The latest addition to the corpus of research on this suggests why: Speaking up can wear us out. A new paper, forthcoming later this year in the Journal of Applied Psychology, studies the effects of different kinds of speech on employees. In “A Suggestion to Improve a Day Keeps Your Depletion Away,” authors Szu-Han (Joanna) Lin and Russell E. Johnson found that expressing concern and criticism (what’s called prohibitive voice) was more mentally taxing than suggesting ideas for improvement (promotive voice), and this mental fatigue led to increased reluctance to speak up again, later. Conversely, speaking up with ideas seemingly reduced employees’ fatigue.

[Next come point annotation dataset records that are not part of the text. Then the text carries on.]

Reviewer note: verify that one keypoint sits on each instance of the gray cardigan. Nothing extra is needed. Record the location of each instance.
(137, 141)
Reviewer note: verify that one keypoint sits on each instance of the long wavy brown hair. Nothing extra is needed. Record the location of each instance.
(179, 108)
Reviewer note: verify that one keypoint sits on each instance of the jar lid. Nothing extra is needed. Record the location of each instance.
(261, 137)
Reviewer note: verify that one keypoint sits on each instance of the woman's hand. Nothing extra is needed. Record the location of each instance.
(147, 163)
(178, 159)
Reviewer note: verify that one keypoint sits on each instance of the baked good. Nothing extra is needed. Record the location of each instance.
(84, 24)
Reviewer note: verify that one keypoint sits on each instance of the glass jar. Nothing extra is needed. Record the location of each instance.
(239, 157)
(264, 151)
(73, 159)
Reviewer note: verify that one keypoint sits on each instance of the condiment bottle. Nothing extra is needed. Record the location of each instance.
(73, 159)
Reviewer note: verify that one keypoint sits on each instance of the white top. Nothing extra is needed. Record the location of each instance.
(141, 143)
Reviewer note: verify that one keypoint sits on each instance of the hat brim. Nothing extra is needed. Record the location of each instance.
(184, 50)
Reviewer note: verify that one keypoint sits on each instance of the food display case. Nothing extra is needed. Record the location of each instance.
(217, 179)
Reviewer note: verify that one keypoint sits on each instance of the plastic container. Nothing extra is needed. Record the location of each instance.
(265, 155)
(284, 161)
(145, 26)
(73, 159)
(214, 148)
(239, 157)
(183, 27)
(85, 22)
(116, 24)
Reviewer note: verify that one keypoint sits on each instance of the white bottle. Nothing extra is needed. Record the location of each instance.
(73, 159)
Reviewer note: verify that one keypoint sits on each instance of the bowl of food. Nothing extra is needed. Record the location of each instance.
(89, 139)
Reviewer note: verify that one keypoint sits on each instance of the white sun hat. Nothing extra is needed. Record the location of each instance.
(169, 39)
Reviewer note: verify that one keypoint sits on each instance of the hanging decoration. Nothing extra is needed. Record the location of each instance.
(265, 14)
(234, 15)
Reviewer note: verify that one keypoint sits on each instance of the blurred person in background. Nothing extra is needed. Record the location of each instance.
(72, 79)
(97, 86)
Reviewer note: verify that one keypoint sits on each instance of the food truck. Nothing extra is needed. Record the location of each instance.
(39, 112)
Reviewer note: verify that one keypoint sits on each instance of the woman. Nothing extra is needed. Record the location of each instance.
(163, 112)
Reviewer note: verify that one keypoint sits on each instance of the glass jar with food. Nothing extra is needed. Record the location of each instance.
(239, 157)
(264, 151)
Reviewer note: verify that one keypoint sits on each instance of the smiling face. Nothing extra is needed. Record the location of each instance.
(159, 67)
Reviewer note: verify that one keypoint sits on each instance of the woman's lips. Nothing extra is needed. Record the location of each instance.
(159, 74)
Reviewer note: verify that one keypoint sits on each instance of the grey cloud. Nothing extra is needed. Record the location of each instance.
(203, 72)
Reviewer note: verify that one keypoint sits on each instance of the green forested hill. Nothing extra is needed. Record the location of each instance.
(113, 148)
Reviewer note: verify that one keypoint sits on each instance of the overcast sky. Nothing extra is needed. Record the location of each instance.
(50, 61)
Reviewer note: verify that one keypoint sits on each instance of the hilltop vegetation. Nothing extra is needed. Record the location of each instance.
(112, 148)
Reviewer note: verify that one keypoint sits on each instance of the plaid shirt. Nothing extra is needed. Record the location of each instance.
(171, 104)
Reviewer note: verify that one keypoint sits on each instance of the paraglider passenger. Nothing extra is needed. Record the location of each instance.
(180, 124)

This isn’t the first time the researchers have studied how desirable behaviors have consequences. We know that being fair, for example, leads to more motivated employees — but Johnson’s previous research found that enforcing fairness can take a mental and emotional toll on supervisors. He and Lin suspected that constantly monitoring for problems or mistakes could have a similar tiring effect.
To find out, they conducted two studies. Along with measuring the subsequent effects of prohibitive and promotive voice, they also looked at the personalities that prompted them. Psychologists have long drawn a distinction between promotion-focused personalities and prevention-focused personalities. People with a strong promotion focus are motivated by new opportunities and the potential for gain, while those with a strong prevention focus are more motivated by avoiding risk and loss.

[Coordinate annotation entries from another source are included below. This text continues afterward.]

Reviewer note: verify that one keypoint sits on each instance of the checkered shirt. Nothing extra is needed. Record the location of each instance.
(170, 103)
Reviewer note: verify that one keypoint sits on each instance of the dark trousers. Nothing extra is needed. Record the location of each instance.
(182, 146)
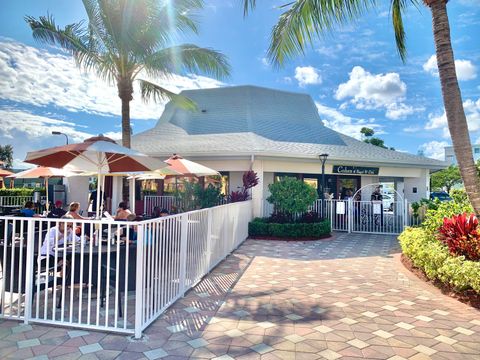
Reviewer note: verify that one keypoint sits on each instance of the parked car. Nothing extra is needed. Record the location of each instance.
(440, 195)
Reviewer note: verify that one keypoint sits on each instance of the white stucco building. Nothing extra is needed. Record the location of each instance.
(278, 133)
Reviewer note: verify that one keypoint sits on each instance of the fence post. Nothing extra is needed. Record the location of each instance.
(183, 252)
(29, 271)
(139, 287)
(209, 238)
(350, 214)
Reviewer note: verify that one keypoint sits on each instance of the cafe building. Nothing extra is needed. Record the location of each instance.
(279, 134)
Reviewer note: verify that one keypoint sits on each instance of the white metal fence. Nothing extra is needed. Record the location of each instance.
(168, 202)
(16, 202)
(113, 276)
(363, 216)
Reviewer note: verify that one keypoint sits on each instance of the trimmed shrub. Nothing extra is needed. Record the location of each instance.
(433, 257)
(291, 196)
(262, 227)
(460, 233)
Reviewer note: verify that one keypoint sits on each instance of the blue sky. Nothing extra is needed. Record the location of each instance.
(354, 75)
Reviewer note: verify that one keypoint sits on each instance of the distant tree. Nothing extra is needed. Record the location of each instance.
(6, 155)
(446, 178)
(367, 134)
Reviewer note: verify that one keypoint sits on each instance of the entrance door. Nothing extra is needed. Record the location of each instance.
(382, 214)
(347, 186)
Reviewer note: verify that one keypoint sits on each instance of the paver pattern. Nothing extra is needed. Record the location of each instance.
(342, 298)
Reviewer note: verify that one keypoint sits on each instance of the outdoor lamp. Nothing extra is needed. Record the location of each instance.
(323, 159)
(60, 133)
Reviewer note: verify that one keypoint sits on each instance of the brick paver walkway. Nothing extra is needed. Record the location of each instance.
(347, 298)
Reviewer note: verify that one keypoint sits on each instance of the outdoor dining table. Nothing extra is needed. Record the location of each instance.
(98, 253)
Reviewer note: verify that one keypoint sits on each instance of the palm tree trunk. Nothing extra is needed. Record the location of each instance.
(452, 99)
(125, 92)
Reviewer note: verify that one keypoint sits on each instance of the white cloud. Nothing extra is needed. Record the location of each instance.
(376, 91)
(472, 112)
(115, 135)
(26, 131)
(434, 149)
(37, 77)
(466, 70)
(307, 75)
(399, 111)
(330, 51)
(412, 129)
(347, 125)
(32, 126)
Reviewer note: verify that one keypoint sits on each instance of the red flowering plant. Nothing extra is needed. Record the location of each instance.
(462, 236)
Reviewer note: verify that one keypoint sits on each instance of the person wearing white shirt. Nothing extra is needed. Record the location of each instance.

In the first study, they collected data from self-reported surveys in four waves, separated by one-week intervals. Participants were asked to rate various statements on a five-point scale, with five being the most accurate. And according to the researchers, a separate validation study showed that the self-reports were good proxies for actual voice behavior.
The first week, researchers assessed focus with items such as: “Right now, I am focused on achieving positive outcomes at work” and “Right now, I am focused on preventing negative events at work.” The second week, they assessed voice behavior: “I proactively develop and make suggestions for issues that may influence the unit;” “I dare to point out problems when they appear in the unit, even if that would hamper relationships with colleagues.” Third, they measured mental fatigue or depletion: “I feel drained;” “Right now, it would take a lot of effort for me to concentrate on something.” Week
they measured both voice behaviors again.

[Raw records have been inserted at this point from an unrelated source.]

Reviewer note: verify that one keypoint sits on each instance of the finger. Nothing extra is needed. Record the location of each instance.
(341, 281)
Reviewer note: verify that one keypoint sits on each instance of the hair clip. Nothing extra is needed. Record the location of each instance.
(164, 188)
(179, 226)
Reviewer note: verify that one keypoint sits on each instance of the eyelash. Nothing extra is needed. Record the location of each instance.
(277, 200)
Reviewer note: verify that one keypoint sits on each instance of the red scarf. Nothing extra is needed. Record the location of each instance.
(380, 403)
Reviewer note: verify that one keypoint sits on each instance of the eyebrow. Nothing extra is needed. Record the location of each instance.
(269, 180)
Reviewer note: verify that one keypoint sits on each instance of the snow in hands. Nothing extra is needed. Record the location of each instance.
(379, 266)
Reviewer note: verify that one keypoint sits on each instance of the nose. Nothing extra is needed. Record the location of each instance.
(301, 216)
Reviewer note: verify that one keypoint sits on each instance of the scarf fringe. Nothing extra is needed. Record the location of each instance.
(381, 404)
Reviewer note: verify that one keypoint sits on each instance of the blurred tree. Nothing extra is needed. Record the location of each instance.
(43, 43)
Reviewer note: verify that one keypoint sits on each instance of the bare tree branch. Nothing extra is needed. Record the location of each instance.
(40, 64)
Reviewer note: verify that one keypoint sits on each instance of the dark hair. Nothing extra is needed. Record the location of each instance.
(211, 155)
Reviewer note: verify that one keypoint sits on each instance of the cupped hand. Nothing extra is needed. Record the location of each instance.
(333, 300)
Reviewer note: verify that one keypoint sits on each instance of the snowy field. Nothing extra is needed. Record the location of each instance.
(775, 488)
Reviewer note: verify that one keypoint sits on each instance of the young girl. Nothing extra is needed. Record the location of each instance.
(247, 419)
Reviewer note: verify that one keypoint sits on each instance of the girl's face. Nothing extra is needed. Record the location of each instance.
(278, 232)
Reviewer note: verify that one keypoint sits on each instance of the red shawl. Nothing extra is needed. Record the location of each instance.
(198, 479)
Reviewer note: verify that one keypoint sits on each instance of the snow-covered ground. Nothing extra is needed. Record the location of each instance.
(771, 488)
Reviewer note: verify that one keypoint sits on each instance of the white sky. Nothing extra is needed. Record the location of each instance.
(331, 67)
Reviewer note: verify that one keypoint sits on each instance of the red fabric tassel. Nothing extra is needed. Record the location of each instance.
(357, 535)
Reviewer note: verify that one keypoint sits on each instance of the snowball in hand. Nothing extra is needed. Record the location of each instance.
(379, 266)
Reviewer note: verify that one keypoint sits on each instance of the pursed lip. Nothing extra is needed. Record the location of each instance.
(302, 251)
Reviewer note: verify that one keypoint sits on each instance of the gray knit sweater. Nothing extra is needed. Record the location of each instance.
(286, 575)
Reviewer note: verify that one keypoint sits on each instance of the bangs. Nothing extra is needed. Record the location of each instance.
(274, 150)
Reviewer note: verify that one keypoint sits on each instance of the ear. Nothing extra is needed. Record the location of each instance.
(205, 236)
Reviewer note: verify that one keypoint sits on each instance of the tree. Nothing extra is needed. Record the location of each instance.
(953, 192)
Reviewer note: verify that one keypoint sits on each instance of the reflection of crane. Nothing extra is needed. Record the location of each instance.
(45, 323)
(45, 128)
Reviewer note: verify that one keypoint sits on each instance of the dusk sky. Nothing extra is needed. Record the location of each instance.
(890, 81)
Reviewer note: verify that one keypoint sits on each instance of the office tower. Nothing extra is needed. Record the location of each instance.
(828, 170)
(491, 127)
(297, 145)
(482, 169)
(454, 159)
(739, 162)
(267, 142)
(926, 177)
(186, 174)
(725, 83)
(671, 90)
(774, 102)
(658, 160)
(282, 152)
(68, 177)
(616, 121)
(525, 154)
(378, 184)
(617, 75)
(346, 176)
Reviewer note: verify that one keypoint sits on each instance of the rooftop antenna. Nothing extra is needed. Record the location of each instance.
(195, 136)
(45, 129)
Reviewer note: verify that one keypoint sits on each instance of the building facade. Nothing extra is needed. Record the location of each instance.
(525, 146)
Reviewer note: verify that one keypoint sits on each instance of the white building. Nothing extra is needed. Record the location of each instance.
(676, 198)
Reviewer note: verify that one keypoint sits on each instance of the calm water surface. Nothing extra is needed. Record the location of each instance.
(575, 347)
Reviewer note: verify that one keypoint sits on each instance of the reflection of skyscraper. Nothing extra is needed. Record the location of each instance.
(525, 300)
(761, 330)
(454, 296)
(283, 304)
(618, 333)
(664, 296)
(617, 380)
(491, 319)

They used the same survey methods in the second study, except over four consecutive days. This time, they also controlled for things like perceived safety and motivation, and measured ensuing task performance.
The findings were consistent across both studies. Promotion focus predicted increases in promotive voice (and, also, though to a lesser extent, prohibitive voice). Prevention focus only predicted increases in prohibitive voice. And it’s worth noting that the two behaviors aren’t mutually exclusive — an employee can exhibit both types of voice in a day. Here are the averages from study 2:
The researchers also observed that expressing prohibitive voice increased employees’ sense of mental fatigue, while promotive voice appeared to reduce it. One potential reason for this, Johnson explained, could be that there’s a certain amount of excitement involved in thinking about how to make things better, and this might help counteract feelings of fatigue. When you look at how participants in the second study reported their fatigue, you can see that employees felt twice as drained when they had a strong prevention focus (and/or a weak promotion focus).
“In terms of wellbeing at work, it really does pay to not be constantly thinking about potential problems and mistakes that may be around the corner,” Johnson said. “It’s much better to think about potential good stuff that can happen and the benefits of being successful, as opposed to the pains of failure.”
Both studies suggested that increased fatigue also led to less speaking up overall in the future. After bringing up problems and concerns, employees felt more mentally drained the next week (study 1) or day (study 2), and were then less likely to speak up with any issues or ideas the following week or day. And in the second study, they also found that fatigue predicted lower productivity the next day, as well as more deviant and abusive behavior—a finding that’s consistent with other studies on fatigue, ethics, and engagement.
While there are some strong implications here, there were limitations to the research. First, causation could not be conclusively proved. Even though focus, voice, and fatigue were measured over time and in an order that suggests causation, the studies’ observational design couldn’t totally confirm this effect. Plus, other explanations still exist. Maybe how much energy we feel shapes what we focus on, and how we act, rather than vice versa. And while the researchers described several factors (goals, emotions, and so on) that may connect someone’s focus with their propensity to speak up, they didn’t measure those factors. In addition, the researchers caution that more research into types of fatigue — mental, physical, and emotional — is needed.
Employee silence will always be an issue, as will be figuring out how to encourage more (and better) voice. But in light of this research, it’s important to also consider how such speaking out affects the people doing the speaking. If you want your employees to be more vocal about mistakes and potential problems, be aware that doing so might wear them out.